Defensively, St. James turned when senior Aidan Janatello (5-10, 189) moved from strong safety to inside linebacker in Week 3. Janatello played strong safety last year.

“Transformed our defense,” Radke said.

Janatello delivered 103 tackles, six passes defended and three interceptions. His play has helped SJA’s defense. Thunder junior Wade Spencer deliver 21 tackles for loss and 12.5 sacks.

 Spencer is a high frontrunner for 4A Defensive Player of the Year. Spencer has St. James single season school records for tackles for loss and sacks. Spencer’s two older brothers are currently at the Naval Academy, and his sister is in the Marines.

“His speed and awareness of the game helped transform our defense mid year,” Radke said of Janatello. “His ability to cover multiple gaps has really helped sophomore rising star ILB Spencer Dohm.”

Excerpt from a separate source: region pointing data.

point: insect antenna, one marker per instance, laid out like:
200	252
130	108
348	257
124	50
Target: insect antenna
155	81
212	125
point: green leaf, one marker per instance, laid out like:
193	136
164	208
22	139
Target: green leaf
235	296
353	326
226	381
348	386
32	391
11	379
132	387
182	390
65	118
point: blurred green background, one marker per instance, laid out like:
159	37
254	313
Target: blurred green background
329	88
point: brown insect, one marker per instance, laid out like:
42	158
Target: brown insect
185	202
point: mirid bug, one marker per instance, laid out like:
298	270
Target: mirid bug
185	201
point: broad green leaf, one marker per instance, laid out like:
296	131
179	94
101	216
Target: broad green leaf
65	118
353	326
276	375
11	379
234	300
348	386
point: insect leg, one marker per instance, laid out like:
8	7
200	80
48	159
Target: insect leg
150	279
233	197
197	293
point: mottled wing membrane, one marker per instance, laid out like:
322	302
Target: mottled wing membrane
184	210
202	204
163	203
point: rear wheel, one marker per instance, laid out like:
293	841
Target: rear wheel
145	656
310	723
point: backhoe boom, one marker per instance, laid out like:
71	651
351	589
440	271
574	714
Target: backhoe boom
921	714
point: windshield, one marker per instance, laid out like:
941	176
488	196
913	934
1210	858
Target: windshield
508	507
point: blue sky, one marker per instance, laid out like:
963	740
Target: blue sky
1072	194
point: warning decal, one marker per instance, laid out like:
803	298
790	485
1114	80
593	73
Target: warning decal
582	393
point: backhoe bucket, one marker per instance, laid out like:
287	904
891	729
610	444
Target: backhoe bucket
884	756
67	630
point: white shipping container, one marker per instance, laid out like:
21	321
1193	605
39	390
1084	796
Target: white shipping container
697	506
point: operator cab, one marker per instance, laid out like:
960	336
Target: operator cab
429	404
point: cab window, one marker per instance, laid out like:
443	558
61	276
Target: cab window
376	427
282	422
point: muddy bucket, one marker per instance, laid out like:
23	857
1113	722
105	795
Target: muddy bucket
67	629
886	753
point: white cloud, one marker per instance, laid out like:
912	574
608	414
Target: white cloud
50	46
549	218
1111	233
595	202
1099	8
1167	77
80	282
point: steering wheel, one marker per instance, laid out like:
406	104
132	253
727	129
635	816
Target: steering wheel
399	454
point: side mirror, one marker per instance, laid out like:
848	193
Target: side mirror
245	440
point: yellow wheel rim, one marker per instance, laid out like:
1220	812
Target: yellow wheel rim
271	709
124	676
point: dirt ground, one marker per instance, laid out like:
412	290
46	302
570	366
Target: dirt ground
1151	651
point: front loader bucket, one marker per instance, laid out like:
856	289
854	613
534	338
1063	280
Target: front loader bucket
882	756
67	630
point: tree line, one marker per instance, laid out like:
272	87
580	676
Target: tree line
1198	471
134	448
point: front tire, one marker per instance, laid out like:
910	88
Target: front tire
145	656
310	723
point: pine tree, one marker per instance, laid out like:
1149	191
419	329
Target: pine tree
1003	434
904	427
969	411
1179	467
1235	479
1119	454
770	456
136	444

Watts and Janatello are part of the eight seniors that have helped return St. James to the title. If SJA wins, it will also become the first team in Kansas annals to twice lose four games and still capture a championship. Radke said the team chemistry makes SJA special.

“After starting 0-4, our eight seniors, who have become great leaders, could have cashed it in, but they believed in the coaches, the program and each other,” Radke said. “They had faith that we had a good team, young, but a good team that had to grow through the early struggles. We talk about it often, “Keep the Main Thing (God), the Main Thing”.

“We aren’t just chasing victories, we are chasing and working on getting each other to heaven!,” Radke added. “That is what makes this team, school and this program special.  We have a bunch of hard working, dedicated, smart young men who believe in each other, believe in their coaches, and believe in our mission as a school.”

Derby defensive trio: Baker, Wash, Minton

Three-time defending 6A champion Derby is 11-0 this season and has won 17 straight games. Derby will play Blue Valley Northwest (11-1) for the Class 6A state title at Emporia State University. These are by far the classification’s top-two offenses. Derby has 605 points, Northwest with 528. BVNW features its experienced core led by quarterback Mikey Pauley and running back Grant Stubblefield, both school record holders.

Derby is well-known for its great offensive and defensive lines and junior running back Dylan Edwards, who has recorded 3,042 all-purpose yards and 38 touchdowns.

Derby has had several players step up on defense with sophomore defensive back Demaria’e Baker, junior linebacker Miles Wash, and senior linebacker Cole Minton.

Baker is 5-11, 180. Wash is 5-10, 205, and Minton stands 5-10, 190.

Baker played in one varsity game as a freshman. He has emerged with 39 tackles and two interceptions.

“He is going to be a stud,” Derby coach Brandon Clark told SIK.

Wash, the brother of former 6A Offensive Player of the Year Lem Wash, has broken out with 113 tackles, 12 TFLs and five sacks. He had 16 total tackles in 2020.

Minton had 23 tackles as a junior. He has 53, 10 for loss this fall.

The Panthers graduated all their linebackers, including Jack Hileman, the 6A Defensive Player of the Year.

“Wash and Cole Minton, our inside backers are really good,” Clark said.

The new players have quietly helped Derby slow down several of Kansas’ best passing games. Derby has wins against Maize (which will play for the 5A title), Lawrence, Lawrence Free State, Bishop Carroll, Maize South and Wichita East. Those six teams collectively posted a 46-13 record when not playing Derby. All six teams have quarterbacks that will likely earn all-state at least some level.

The Panthers held those teams to 23.2 points a contest. When those teams did not play Derby, they averaged 35.6 points per game. Overall, Derby forced 12 turnovers last season and 25 this year.

In those six games, Derby had at least one interception in five contests. Those teams collectively completed 95 of 168 passes for 1,357 yards with 14 scores against seven interceptions. None cleared 300 passing yards, per Hudl stats and SIK research.

Overall, Derby has won 15 consecutive playoff games and has six state titles with Clark.